Verses 54-56 add more dramatism to the place, this time depicting it as a valley of dying stars. This valley –which implies the existence of mountains or a river (tumid river, line 60)- possesses dying stars. The fading star has now become dying, indicating the progression towards darkness, disappearance and death. The valley, how not, is hollow like the men, and it is also described as the broken jaw of our lost kingdoms. From a literal vision of the verse, we could say that broken jaw is related to the men’s inability to speak, but it has a figurative sense: it is like the black sheep of the universe, the most scornful place anybody has ever set a foot on. Our lost kingdoms emphasises its remoteness, as if it were a land that cannot be easily discovered and explored.

The end is nigh, and this kingdom will become this last of meeting places (line 57), meaning that the hollow men have met in different places, but this one, without any doubt, will be where they will eventually have to say goodbye to each other. The next verse explains the hollow men’s blindness and silence (We grope together and avoid speech). Grope means “to search blindly with the hands”, but it also has a sexual connotation: “to fondle for sexual pleasure”. The first definition is clear within the meaning of the text, but the second one is harder to explain. Maybe they’ve realised they won’t be together anymore and decide not to talk and let their instincts flourish, but perhaps this is going too far. The eroticism of the image is also manifest with the appearance of the beach of the tumid river (line 60). On one hand, the river’s volume has increased and it might overflow at any moment, like in an explosion of sexual impulse. On the other hand, the river, in relation to verses 13-14, might symbolise the one that wandering souls must cross to reach the beyond, accompanied by Acheron, the boatman in classical mythology. In any case, the hollow men are doomed.

Later on, a terrifying element transforms into the only source of their salvation (Sightless, unless the eyes reappear as the perpetual star, multifoliate rose of death’s twilight kingdom).

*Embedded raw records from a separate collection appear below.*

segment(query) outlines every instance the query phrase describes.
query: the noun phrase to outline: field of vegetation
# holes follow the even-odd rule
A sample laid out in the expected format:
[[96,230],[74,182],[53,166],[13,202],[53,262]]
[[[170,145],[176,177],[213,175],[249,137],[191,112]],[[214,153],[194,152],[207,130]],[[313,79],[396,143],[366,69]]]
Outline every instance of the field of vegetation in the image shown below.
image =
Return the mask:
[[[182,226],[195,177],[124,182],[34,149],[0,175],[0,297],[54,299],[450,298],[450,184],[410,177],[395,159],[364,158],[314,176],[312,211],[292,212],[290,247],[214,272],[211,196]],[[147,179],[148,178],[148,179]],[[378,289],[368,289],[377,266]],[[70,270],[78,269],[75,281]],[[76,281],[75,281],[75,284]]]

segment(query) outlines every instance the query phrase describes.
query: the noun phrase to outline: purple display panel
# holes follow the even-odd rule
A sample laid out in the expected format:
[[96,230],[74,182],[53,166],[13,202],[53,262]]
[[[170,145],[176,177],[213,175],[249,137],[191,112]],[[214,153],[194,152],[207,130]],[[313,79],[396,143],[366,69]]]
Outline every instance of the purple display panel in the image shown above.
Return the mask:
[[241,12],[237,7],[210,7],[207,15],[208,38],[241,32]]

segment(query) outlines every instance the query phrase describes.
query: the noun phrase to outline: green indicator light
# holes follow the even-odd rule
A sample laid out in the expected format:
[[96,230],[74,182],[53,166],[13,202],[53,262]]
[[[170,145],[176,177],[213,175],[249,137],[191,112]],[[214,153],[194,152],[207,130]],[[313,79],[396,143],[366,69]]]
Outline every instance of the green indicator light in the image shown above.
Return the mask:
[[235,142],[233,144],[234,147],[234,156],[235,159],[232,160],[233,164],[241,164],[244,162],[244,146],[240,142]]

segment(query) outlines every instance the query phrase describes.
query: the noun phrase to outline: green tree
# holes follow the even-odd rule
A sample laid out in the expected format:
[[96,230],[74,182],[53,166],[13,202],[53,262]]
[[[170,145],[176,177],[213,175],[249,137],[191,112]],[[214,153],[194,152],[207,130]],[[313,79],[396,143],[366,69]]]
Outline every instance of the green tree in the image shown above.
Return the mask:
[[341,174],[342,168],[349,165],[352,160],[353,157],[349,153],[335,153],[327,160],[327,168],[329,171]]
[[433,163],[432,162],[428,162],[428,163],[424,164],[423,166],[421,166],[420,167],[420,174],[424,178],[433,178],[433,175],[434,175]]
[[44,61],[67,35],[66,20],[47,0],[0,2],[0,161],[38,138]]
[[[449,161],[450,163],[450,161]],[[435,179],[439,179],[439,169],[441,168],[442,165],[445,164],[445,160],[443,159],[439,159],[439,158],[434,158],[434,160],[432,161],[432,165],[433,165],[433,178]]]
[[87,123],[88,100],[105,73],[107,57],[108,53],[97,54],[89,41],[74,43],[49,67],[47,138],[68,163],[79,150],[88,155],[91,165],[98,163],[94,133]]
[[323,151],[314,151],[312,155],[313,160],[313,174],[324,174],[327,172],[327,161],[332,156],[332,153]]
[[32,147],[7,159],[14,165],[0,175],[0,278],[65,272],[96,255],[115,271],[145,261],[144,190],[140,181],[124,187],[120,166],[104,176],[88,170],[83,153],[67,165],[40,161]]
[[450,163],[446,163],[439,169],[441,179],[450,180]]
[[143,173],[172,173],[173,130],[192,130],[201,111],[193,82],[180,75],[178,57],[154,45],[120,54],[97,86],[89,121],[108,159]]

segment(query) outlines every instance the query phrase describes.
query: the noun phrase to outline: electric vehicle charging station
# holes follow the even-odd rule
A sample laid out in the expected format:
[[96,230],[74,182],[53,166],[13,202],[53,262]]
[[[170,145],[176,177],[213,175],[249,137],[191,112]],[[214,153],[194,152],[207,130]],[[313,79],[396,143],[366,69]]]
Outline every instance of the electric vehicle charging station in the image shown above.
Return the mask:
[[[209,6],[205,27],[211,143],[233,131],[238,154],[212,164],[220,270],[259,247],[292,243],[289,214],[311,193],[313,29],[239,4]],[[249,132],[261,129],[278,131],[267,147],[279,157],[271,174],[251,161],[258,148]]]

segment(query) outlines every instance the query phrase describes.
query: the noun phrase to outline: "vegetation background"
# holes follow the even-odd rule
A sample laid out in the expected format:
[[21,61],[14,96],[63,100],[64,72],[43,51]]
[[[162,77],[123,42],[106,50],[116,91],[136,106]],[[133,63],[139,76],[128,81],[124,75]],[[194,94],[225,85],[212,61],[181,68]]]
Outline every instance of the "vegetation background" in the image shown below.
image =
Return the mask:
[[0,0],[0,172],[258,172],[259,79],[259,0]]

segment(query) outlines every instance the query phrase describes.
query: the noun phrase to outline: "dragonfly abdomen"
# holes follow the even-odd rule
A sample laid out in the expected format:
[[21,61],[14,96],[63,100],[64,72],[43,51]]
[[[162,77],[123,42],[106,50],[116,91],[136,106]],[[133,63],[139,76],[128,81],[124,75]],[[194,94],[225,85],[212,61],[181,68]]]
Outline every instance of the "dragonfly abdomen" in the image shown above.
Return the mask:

It doesn’t say, for instance, reappear as the `fading/dying star´ or `sunlight on a broken column´, but as the perpetual star, multifoliate rose. We may also say that the eyes could be Acheron’s, meaning that depending on their appearance, they will be a guide either to paradise or to hell. Anyway, here we understand perpetual as `eternal, ever shining´ and the multifoliate rose as life, freshness and youth. So the hollow men wish the eyes to return as something alive and creative, not frightening or deceasing, but we already know that this desire will not bear fruit.

The last verses of this section (The hope only of empty men) make us wonder: are the eyes their only hope, or is the salvation they bring only applicable to the hollow men? The truth is that the sentence is rather ambiguous. Both could be thought as correct. And not only that, the men become empty, gaining a much more literal significance –they’ve lost the straw fulfilling them, now their hollowness is complete.

Part IV explores the loving impulse in Part III in relation to the land, which now darkens progressively as the valley of the shadow of death. Now there are not even hints of the eyes, not even the hollow men’s, and they are without any vision, unless the eyes come back as a source of life. But for them, this is only a futile hope.